For what it's worth though, the quality and finish on their rigging is the best I have ever seen. The wiring alone is a work of art.


----------



## Stuart (May 21, 2004)

Yeah, the package pricing is such to where it made sense for me to go with the e-tec. I looked at buying a boat without power, and buy my e-tec from my local dealer to give him a little business, but he couldn't come within a grand of the price. I was willing to pay a couple hundered more to buy the motor right down the street, but not a grand more. I even looked at buying a 50 Yamaha two stroke from a place like Ed's Superstore, but once I paid for shipping and the tiller setup, the price was the same as the e-tec.


----------



## allrockport (Jun 6, 2005)

Just got the quote back from Jim at beavertail. The 40tldi is the exact same cost as the 40 etec. Got some thinking to do. Jim said that they think that the 40tldi with the 15" shaft would not be a problem. I think they said they are going to try that combo out. I can save a grand on the getting the motor put on here but really want to make sure there will not be any problems with that setup. Going to test the demo boat in corpus in the next week or 2. Will keep you posted. Thank's,

PLOZO


----------



## Stuart (May 21, 2004)

That 15" Tohatsu could be a pretty neat setup. Same weight as the 50. Might as well go for the gusto.


----------



## SHOALWATER TV (Apr 8, 2008)

How are those boats running across an open bay with a one -one 1/2 foot chop?


----------



## Stuart (May 21, 2004)

SHOALWATER TV said:


> How are those boats running across an open bay with a one -one 1/2 foot chop?

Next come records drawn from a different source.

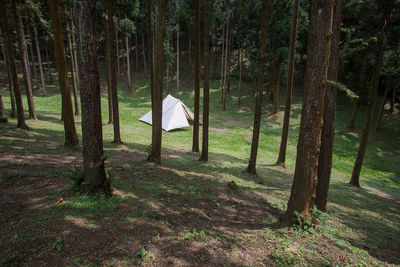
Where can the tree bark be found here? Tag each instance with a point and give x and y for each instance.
(25, 62)
(277, 87)
(114, 77)
(108, 67)
(305, 177)
(289, 86)
(195, 144)
(177, 56)
(74, 86)
(144, 54)
(10, 84)
(3, 116)
(92, 136)
(328, 128)
(372, 94)
(251, 168)
(155, 155)
(32, 63)
(43, 80)
(117, 48)
(128, 64)
(137, 47)
(13, 68)
(75, 53)
(225, 64)
(206, 85)
(71, 137)
(229, 55)
(393, 100)
(381, 108)
(222, 63)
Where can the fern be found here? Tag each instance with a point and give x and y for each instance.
(344, 88)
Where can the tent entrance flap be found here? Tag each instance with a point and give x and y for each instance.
(175, 114)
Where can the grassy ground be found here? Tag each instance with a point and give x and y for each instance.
(183, 212)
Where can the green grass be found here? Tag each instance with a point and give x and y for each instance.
(362, 223)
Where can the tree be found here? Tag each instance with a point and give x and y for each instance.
(113, 73)
(74, 83)
(251, 168)
(289, 85)
(10, 85)
(206, 85)
(128, 27)
(11, 58)
(43, 80)
(328, 128)
(304, 185)
(25, 61)
(177, 49)
(108, 67)
(155, 154)
(372, 94)
(92, 136)
(195, 144)
(71, 137)
(3, 116)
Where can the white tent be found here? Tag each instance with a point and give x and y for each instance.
(175, 114)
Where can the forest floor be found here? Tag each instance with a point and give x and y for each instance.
(182, 213)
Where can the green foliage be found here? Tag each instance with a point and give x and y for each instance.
(126, 26)
(345, 89)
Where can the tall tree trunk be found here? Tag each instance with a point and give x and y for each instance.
(240, 75)
(108, 67)
(190, 53)
(305, 177)
(206, 77)
(3, 116)
(92, 136)
(117, 46)
(372, 94)
(195, 144)
(128, 64)
(251, 168)
(271, 91)
(393, 100)
(177, 57)
(42, 79)
(25, 62)
(74, 86)
(144, 54)
(114, 77)
(212, 58)
(277, 87)
(155, 155)
(225, 64)
(222, 63)
(382, 107)
(33, 63)
(289, 85)
(137, 47)
(5, 27)
(75, 53)
(71, 137)
(229, 56)
(328, 128)
(352, 121)
(10, 84)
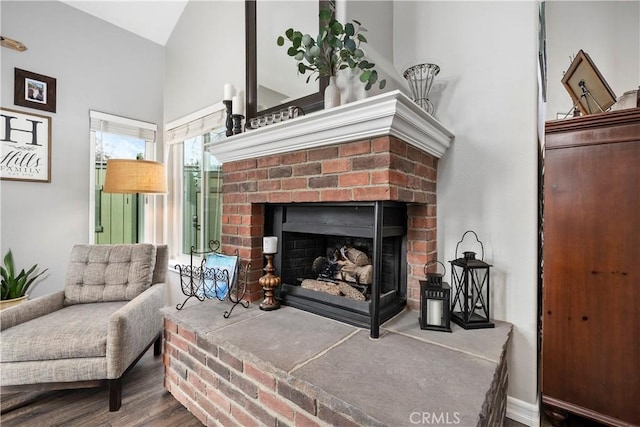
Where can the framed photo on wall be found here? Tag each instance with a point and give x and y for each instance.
(25, 146)
(34, 91)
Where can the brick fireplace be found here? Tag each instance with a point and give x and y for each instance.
(381, 149)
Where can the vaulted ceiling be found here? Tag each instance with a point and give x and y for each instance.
(151, 19)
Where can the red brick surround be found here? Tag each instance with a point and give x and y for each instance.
(220, 388)
(380, 169)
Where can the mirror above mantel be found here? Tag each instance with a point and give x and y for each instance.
(273, 82)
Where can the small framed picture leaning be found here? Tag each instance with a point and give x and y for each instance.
(34, 91)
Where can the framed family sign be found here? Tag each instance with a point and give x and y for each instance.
(25, 146)
(34, 91)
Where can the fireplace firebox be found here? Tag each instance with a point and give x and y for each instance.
(345, 261)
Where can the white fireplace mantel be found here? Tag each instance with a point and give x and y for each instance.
(391, 113)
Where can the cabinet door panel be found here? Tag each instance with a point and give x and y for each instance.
(591, 294)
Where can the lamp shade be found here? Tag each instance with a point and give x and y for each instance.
(127, 176)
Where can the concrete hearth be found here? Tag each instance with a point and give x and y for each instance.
(290, 368)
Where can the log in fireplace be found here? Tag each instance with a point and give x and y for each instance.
(345, 260)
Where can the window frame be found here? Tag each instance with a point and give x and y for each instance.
(176, 132)
(150, 204)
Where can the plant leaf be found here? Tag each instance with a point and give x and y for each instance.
(337, 28)
(349, 30)
(350, 44)
(364, 77)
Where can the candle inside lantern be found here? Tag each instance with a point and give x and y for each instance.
(434, 308)
(236, 105)
(229, 91)
(270, 245)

Like a 500 lb hull running across an open bay.  Seriously though, they do surprisingly well, if you drive sensibly. I don't like tearing my stuff or my back up, so I slow down in the ruff stuff. Put the bow down with the tabs and it goes along pretty good. Completely dry running straight into a chop.


----------



## Gottagofishin (Dec 17, 2005)

One to one and a half foot chop is no problem at all. 2' -2.5' chop is fine, but you need to have it trimmed right. 

I've been through 3.5 footers and it's a rodeo, but I made it home.


----------



## TooShallow (May 21, 2004)

Ok, Yammie (4 stroke) vs. E-tec. Mystery solved. I must of missed that in your first post.


----------